Just after I finished my main course an alarm went off again! This time one in deepest fenland, a lovely nature reserve. It was getting a bit late, just after 8pm, and it would take anyone a good while to get there. We gave the volunteer network a call but no-one had replied by the time I finished my pudding, so I decided it was best to get there before nightfall and set off, it’s a 40 minute drive but the roads were all clear so I got there just after 9pm. It’s a bit of a walk to the raft, then a hack through head-high reeds and nettles trying to avoid walking into the drain itself before getting to the raft which is well and truly hidden from the public! All this exertion against the clock got me into a bit of a sweat. Despite two varieties of insect repellent, I was certainly attracting a great deal of attention from the local mosquito population! Once again, the trap was occupied and this time it was a juvenile Water Rail – a rare waterbird like a small brown moorhen with a long bill.
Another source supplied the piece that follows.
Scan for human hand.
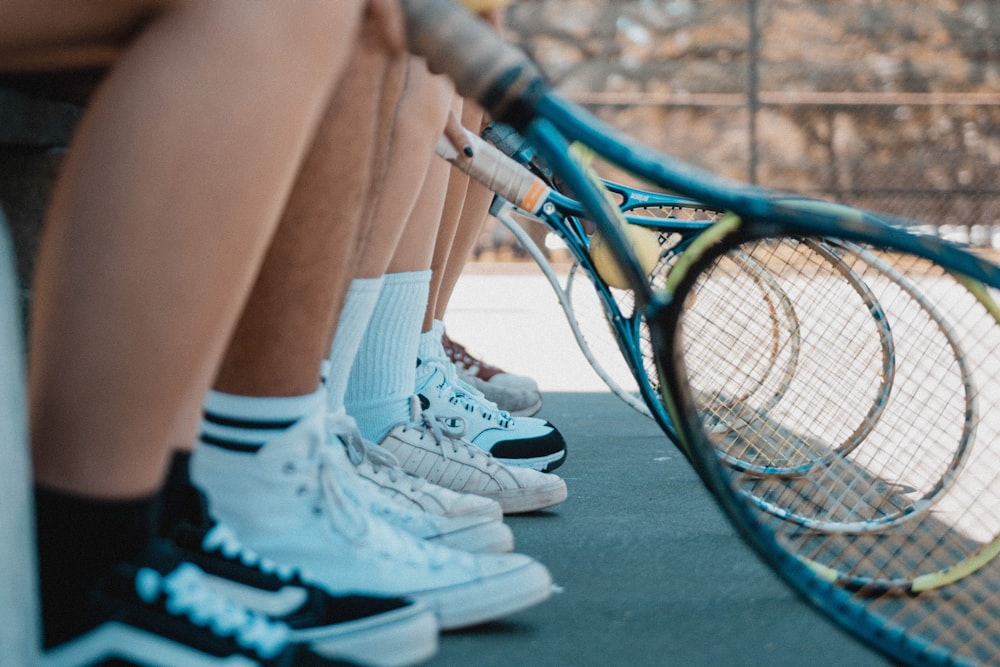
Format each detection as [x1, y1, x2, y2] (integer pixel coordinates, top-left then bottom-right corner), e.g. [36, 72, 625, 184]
[443, 109, 474, 157]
I was very relieved to release it safely back into the wild now rather than having been left in the trap overnight. I took a more leisurely stroll back through the reserve as night fell, with some magical experiences seeing a Long-eared Owl and hearing their young begging calls, also Tawny Owl adult and young were calling, a Grasshopper Warbler was rattling out its distinctive song and a Hobby was catching insects high overhead in the last few rays of light.
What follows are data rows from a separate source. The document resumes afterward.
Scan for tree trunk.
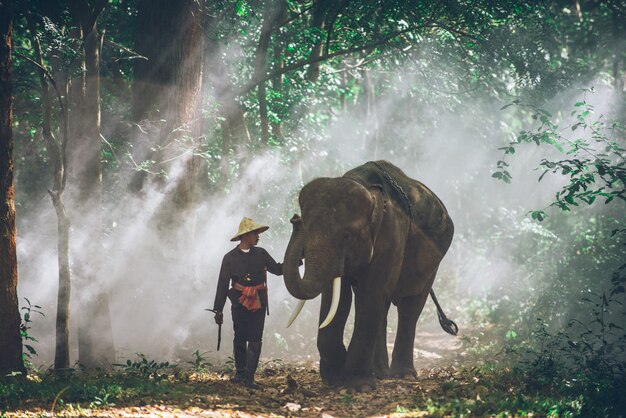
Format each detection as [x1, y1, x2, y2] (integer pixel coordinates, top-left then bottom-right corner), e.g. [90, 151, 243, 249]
[131, 0, 205, 216]
[0, 0, 26, 376]
[271, 42, 285, 142]
[26, 13, 72, 371]
[205, 12, 251, 186]
[270, 0, 288, 142]
[254, 0, 276, 146]
[610, 4, 625, 95]
[340, 63, 348, 114]
[306, 0, 332, 83]
[67, 0, 116, 369]
[360, 67, 378, 155]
I got home tired but satisfied with a good day’s work only to find another trap had pinged off while I was driving home! This one would have to wait for the morning. And fortunately, our local responder was there first thing to release a water vole. We don’t get alarms every day, so to get five in one day was exceptional. The fact that none of them were mink shows that we are getting closer to the point where mink are a thing of the past, and we can finally close up all the traps and let our water voles, water rails and mallards go about their business uninterrupted by our efforts to protect them! But a few days later another trap in the county picked up a mink so we can’t yet let our guard down. It’s not over till the last one has been caught. This is the crucial difference between eradication and managing or controlling numbers; eradication is intensive but has an end point; controlling numbers on a site while there are others at large is an endless task though it may feel like less effort at the time!